Clean, safe, inexpensive and abundant energy is vital to the advancement of civilization. Nuclear energy makes an important contribution today and will be used more and more frequently in the future.
Unfortunately, the nuclear industry has got off to a rocky start. It was half a century of learning. However, the next generation of nuclear power plants, which is actively developing, is being so radically improved that the status of a mainstay seems assured.
The first nuclear power plant was built in January 1954 by Adm. Hyman Rickover for use in our nuclear submarine fleet. The nuclear power industry has rapidly enlarged this reactor in various versions for commercial use. Practically the entire nuclear power fleet in the world was given the same water-cooled, uranium-powered design.

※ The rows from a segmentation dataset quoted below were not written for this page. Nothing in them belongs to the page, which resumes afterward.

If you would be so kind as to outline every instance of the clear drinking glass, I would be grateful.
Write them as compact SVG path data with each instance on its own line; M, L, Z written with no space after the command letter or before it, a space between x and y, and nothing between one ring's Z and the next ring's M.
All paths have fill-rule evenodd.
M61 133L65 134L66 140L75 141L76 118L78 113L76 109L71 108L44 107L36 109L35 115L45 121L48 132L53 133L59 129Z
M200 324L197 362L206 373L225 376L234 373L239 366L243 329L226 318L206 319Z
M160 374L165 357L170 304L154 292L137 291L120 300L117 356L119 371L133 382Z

It turns out that water is a rather poor choice for cooling a nuclear reactor. Reactors must run at a high temperature in order to generate electricity efficiently. But as we all know, water boils and turns into steam at a relatively low temperature of 100 degrees Celsius. In order to be able to work at moderately high temperatures, the water must be kept under extremely high pressure.
Should the pressure be lost, the cooling water would immediately explode into steam. If cooling is lost, the solid fuel core will quickly overheat and melt, releasing radioactive materials. In this case, a reinforced concrete dome large enough and strong enough to hold everything is required.
Three accidents
There have been three notable accidents of this type. A partial collapse on Three Mile Island in 1979, while frightening, did not turn out to be serious. Chernobyl in 1986 was the most serious as the Russian reactor design did not include an adequate containment dome and other safety features.
Three cores melted together in Fukushima Daiichi in 2011 when a historic earthquake followed by a tsunami turned off backup cooling systems. Although serious, the accident was determined to be avoidable. The knowledge gained has led to security improvements.
With over 400 reactors worldwide and around a hundred more on ships, the overall safety record for nuclear energy is excellent – better than for most other energy sources. Nuclear power is also one of the cleanest sources of energy. However, it is possible to build nuclear power plants that will perform even better and for which the design is inherently safer.
Technological advances
Next generation reactors do not use water for cooling. Instead, they use molten salts, usually a mixture of lithium fluoride and beryllium fluoride. Molten salts not only cool better than water, but also enable the reactors to operate at higher temperatures and thus be much more efficient – without being pressurized.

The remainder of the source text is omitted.